Uno constata que los libros de Hemon tratan continuamente del asombro y sus modalidades afines: la sorpresa, el susto, el extrañamiento. Jozef Pronek, el “hombre de ninguna parte”, que recuerda a Pnin, se pasea anonadado por los Estados Unidos, enfrentándose con un panorama de superficies tan inciertas como la lengua en la que le hablan, hasta que su mirada se convierte en una antropología personal. Notamos además que muchos personajes de Hemon, impulsados por el asombro, reflexionan sobre sus propias historias. En “Charlas agradables”, otro cuento bastante autobiográfico, el narrador habla de “las vidas a medias de quienes no pueden olvidar quiénes fueron y tienen miedo de que se les hable en una lengua extranjera, a la larga incapaces de pronunciar algo significativo”. Por supuesto, si la historia de Pronek es la de quien sufre con esta carga, la de Hemon es la de quien al final prevalece; quizás sea la misma historia, en momentos distintos. Pero para ambos lograr ese acto significativo implica una concientización fundamental. No son los únicos. Cuando a Nabokov le preguntaron cuál era la desventaja de escribir en inglés, respondió que le faltaba un vocabulario íntimo, inmediato, “casero”. Una lengua inconsciente.

 

Imágenes [en la edición impresa]. Hiroshi Sugimoto, Reina Victoria, p. 68; Diana, Princesa de Gales, p. 69.

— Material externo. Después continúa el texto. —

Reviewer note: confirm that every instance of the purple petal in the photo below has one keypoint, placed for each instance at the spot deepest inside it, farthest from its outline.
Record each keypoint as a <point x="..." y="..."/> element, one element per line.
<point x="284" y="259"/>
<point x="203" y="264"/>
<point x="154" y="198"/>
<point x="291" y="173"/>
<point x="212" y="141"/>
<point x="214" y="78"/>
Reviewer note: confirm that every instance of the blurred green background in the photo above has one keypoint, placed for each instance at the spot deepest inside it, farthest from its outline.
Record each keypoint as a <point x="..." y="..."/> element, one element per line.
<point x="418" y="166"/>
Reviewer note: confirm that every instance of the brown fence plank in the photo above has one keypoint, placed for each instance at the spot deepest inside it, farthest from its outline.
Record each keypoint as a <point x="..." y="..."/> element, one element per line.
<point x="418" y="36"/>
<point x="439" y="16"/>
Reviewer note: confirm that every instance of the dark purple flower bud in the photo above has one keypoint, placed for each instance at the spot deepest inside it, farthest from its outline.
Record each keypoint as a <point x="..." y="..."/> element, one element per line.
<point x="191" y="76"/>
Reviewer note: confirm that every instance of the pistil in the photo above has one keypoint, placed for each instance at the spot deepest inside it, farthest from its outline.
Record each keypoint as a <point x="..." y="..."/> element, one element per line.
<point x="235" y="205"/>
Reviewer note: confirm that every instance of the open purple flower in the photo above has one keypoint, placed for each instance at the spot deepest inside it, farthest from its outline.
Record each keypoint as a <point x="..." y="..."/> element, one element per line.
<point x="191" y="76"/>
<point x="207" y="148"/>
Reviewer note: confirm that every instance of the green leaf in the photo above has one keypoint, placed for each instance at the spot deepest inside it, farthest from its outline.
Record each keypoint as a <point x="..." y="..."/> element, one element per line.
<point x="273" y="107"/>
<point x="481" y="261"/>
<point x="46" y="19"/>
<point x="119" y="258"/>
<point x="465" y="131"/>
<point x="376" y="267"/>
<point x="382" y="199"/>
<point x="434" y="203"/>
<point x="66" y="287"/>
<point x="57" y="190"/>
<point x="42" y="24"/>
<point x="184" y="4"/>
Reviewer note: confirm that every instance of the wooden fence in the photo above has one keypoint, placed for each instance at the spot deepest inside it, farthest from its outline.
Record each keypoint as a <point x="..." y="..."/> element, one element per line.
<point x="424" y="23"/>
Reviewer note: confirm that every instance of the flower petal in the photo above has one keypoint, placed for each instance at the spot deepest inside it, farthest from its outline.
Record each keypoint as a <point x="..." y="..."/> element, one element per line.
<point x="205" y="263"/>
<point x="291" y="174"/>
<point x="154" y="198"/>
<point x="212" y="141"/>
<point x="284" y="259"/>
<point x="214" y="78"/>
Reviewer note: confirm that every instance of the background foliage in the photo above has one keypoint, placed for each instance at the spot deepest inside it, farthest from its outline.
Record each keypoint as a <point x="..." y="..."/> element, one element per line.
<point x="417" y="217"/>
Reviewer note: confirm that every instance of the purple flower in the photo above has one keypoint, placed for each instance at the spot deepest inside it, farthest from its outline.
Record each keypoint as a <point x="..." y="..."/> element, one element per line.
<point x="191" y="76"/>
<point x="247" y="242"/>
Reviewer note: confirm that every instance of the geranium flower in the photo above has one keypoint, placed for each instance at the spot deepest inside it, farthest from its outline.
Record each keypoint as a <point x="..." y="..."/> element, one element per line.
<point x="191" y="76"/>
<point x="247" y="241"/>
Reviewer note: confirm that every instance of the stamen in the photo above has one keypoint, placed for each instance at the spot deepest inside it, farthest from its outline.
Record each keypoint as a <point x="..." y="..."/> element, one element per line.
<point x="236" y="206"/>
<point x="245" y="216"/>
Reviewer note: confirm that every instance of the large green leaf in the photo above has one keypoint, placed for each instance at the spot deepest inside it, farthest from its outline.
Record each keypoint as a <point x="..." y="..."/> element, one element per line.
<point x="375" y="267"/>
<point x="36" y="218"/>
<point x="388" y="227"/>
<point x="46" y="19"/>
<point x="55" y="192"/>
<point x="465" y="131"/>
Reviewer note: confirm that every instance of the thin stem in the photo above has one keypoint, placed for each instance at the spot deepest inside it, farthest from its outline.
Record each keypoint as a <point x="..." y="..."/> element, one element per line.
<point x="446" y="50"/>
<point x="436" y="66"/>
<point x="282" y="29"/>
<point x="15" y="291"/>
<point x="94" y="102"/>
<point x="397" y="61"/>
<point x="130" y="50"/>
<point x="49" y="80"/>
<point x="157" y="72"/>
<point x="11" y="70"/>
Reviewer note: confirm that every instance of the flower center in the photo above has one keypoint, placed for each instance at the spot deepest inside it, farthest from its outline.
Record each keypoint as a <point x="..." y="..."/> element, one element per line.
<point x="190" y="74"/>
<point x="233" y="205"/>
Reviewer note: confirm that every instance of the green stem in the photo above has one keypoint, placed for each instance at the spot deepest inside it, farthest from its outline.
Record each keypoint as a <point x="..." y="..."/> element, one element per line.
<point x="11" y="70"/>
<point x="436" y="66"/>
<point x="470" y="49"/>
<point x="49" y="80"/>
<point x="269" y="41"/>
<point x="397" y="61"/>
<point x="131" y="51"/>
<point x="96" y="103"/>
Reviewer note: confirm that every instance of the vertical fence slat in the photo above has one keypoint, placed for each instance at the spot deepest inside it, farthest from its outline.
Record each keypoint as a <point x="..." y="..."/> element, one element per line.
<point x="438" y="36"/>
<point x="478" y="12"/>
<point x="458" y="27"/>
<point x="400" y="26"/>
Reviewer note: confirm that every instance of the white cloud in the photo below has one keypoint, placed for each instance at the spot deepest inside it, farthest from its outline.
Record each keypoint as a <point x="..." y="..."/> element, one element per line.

Lecturas. El artículo de Virginia Woolf se publicó en The New Republic en 1929 y está recopilado en The Complete Essays, cuya reedición se anuncia para 2005. Las afirmaciones de Hemon aparecen en una entrevista con The Guardian de 2000. Sus dos libros, La cuestión de Bruno (2001) y El hombre de ninguna parte (2004), fueron publicados en español por Anagrama. Andrei Makine habla de la lengua del asombro en El testamento francés (Tusquets, 1996). De Nabokov cito Lolita (Anagrama, 2001) y Opiniones contundentes (Taurus, 1999). Craig Raine analiza el estilo de Nabokov en el epílogo a Lolita de la edición de Penguin.

Martín Schifino (Buenos Aires, 1972) es licenciado en Letras de la UBA y vive en Londres desde 1999. Colabora para diversos medios culturales, entre ellos el suplemento Radar de Página/12 y The Times Literary Supplement.